Aznar's government refused to launch an investigation, instead initiating prosecution against Egunkaria's director, claiming that by denouncing torture he was allegedly "collaborating with ETA". The lawsuit against Otamendi was then filed by the Secretary Deputy of Interior María Dolores de Cospedal; the lawsuit stalled soon after.

All detainees were later cleared of all charges and released. The newspaper was effectively forced into liquidation as its assets were sold off by court-appointed administrators, meaning that regardless of the outcome of the case, Egunkaria had ceased to exist. Due to irregularities and a breach of guarantees for the defendants, all decisions made since April 2007 related to the economic proceedings have been overturned. The bilingual (Spanish-Basque) nationalist leftist newspaper Egin was also closed under similar circumstances.

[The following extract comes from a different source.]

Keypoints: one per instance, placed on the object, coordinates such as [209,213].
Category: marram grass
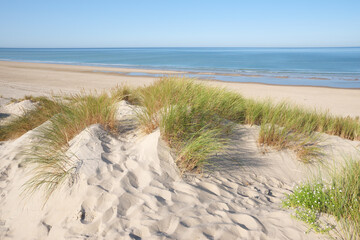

The closure of Egunkaria resulted in grass-roots indignation, with widespread criticism coming from different circles (Basque regional government, reputed writers, Spanish journalists, etc.) towards the Spanish authorities. The writer Salman Rushdie denounced the closure as "appalling".

=== Final verdict ===
In 2010, the final and unanimous sentence by the Criminal Court of the Audiencia Nacional states that there was no grounds to have the newspaper closed. The sentence confirms that "the narrow and erroneous view according to which everything that has to do with the Basque language and with culture in that language is promoted and/or controlled by ETA leads to an incorrect assessment of facts and figures, and to the inconsistency of the accusation." It goes on to note that the closure was an "interference with press freedom". Finally, the sentence declares that "the allegations have not proven that the defendants have the slightest relation with ETA, and this determines in itself the acquittal with all pronouncements favorable to the defendants."
In 2012, the European Court for Human Rights sentenced against Spain for not investigating properly the torture accusations raised by the detainees.